Não foi uma tentativa de assalto. Acho que eles queriam me parar, mas me matando. Não teve uma abordagem: “Queremos o teu carro”.
VÍTIMA
44 anos
— Ali vi que poderia colocar a vida deles em risco e aí eu parei. Parei e disse: “A mãe não vai conseguir chegar”. Ele disse: “Vai sim, vai conseguir, a gente não chegou ainda no hospital”. Eu disse: “Filho, a mãe não vai conseguir chegar”. Aí eu parei o carro. Estava desmaiando — contou.
Quando desligou o veículo, Marta estava a poucos metros de um dos acessos ao Cristo Redentor. Os adolescentes desembarcaram e começaram a gritar por ajuda. Segundo a motorista, os primeiros policiais a chegarem ao local acreditaram que estivesse morta. O socorro chegou por meio de um técnico em enfermagem e um médico.
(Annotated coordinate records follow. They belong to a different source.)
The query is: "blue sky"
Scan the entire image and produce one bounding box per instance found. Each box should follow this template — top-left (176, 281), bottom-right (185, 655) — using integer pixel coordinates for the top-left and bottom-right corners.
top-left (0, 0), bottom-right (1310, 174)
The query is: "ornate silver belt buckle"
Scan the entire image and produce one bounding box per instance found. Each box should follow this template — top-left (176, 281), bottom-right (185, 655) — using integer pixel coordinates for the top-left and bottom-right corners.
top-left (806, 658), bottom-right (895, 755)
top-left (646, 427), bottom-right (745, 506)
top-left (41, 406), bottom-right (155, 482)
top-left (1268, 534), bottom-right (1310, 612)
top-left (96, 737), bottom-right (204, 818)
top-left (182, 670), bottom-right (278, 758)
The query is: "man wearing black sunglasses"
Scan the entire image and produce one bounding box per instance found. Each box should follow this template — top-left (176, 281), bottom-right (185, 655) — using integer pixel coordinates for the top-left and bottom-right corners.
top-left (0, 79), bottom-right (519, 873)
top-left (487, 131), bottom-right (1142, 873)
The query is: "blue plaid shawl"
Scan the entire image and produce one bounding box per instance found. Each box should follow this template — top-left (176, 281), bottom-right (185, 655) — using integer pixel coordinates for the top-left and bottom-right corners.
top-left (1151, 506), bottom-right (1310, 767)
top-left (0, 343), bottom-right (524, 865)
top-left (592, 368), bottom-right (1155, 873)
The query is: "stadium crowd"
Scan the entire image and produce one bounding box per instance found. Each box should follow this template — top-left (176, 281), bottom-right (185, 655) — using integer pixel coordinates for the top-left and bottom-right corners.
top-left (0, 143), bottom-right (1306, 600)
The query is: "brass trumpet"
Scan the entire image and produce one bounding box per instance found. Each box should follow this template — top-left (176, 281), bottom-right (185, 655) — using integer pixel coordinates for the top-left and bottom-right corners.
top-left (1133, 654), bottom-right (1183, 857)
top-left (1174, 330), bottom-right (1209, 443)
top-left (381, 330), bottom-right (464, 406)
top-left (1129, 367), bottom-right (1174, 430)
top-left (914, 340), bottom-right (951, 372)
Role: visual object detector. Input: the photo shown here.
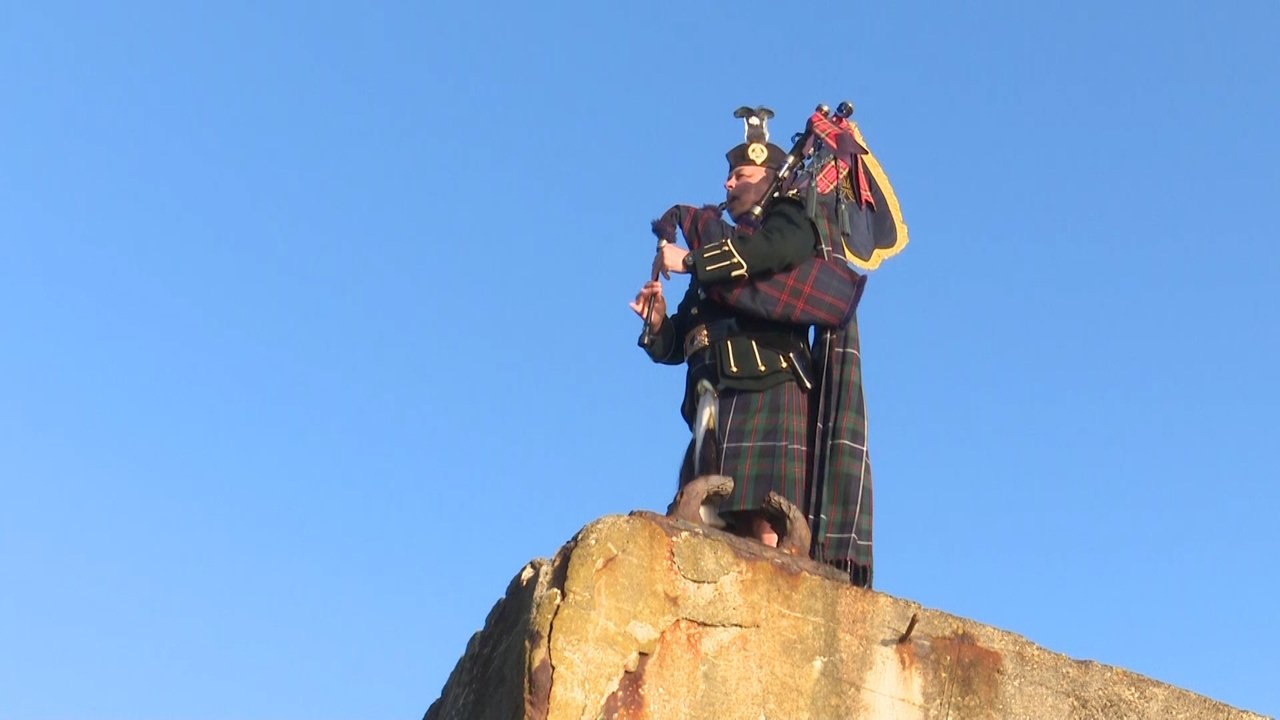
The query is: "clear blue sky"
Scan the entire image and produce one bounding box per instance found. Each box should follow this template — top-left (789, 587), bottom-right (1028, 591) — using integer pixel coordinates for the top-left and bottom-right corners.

— Deus enviou uma ambulância da SOS Unimed. Eles tinham acabado de sair do hospital, onde deixaram um paciente, e viram a situação. Quando ele (técnico de enfermagem) chegou perto de mim, gritou: “Moça!” E eu abri os olhos. Ele gritou: “Ela está viva!” A fisionomia desse moço nunca vou esquecer — descreveu.
Do médico, a motorista ouviu a frase que esperava até aquele momento: “Teus filhos estão bem, não foram baleados”. Hospitalizada, Marta inicialmente precisou ser sedada, e a recuperação se deu de forma gradativa. Ao longo dos dias, abriu os olhos e começou a rabiscar em um papel o que queria falar. No sétimo dia, deixou o tratamento intensivo e recebeu alta no último sábado (18).
Duas semanas depois, enfrenta sequelas físicas, mas diz que não teme sair de casa novamente. Tem convicção de que a fé foi determinante para que se salvasse e recuperasse de forma ágil.
— Eu canso muito fácil, sinto vontade de deitar. Estou com minha língua e boca toda ferida. Medo de sair não tenho. Estou viva porque Deus me deu discernimento de fazer o que deveria ser feito. Doeu, doeu, mas eu não temi. Deus me deu nova vida e sou grata por isso — disse.
Investigação
Nesta quinta-feira (23), a motorista foi ouvida pela Polícia Civil, onde relatou como aconteceu a abordagem dos criminosos. Relatou novamente que os bandidos não chegaram a anunciar o assalto e passaram a disparar assim que avistaram o carro e que, por isso, ela precisou escapar. A polícia acredita que os bandidos pretendiam usar o carro dela para seguir em fuga.
Segundo o delegado Luis Firmino, da 3ª Delegacia de Homicídios da Capital, a investigação segue tentando localizar um foragido, que teria sido um dos executores. A companheira dele foi presa em 15 de dezembro, em Mariana Pimentel, por suspeita de envolvimento no caso. O veículo do casal, segundo a polícia, foi usado pelos bandidos no crime.
— Ela foi ouvida uma vez, mas não trouxe nenhuma informação relevante. Devo ouvi-la novamente no fim da semana que vem — disse o delegado.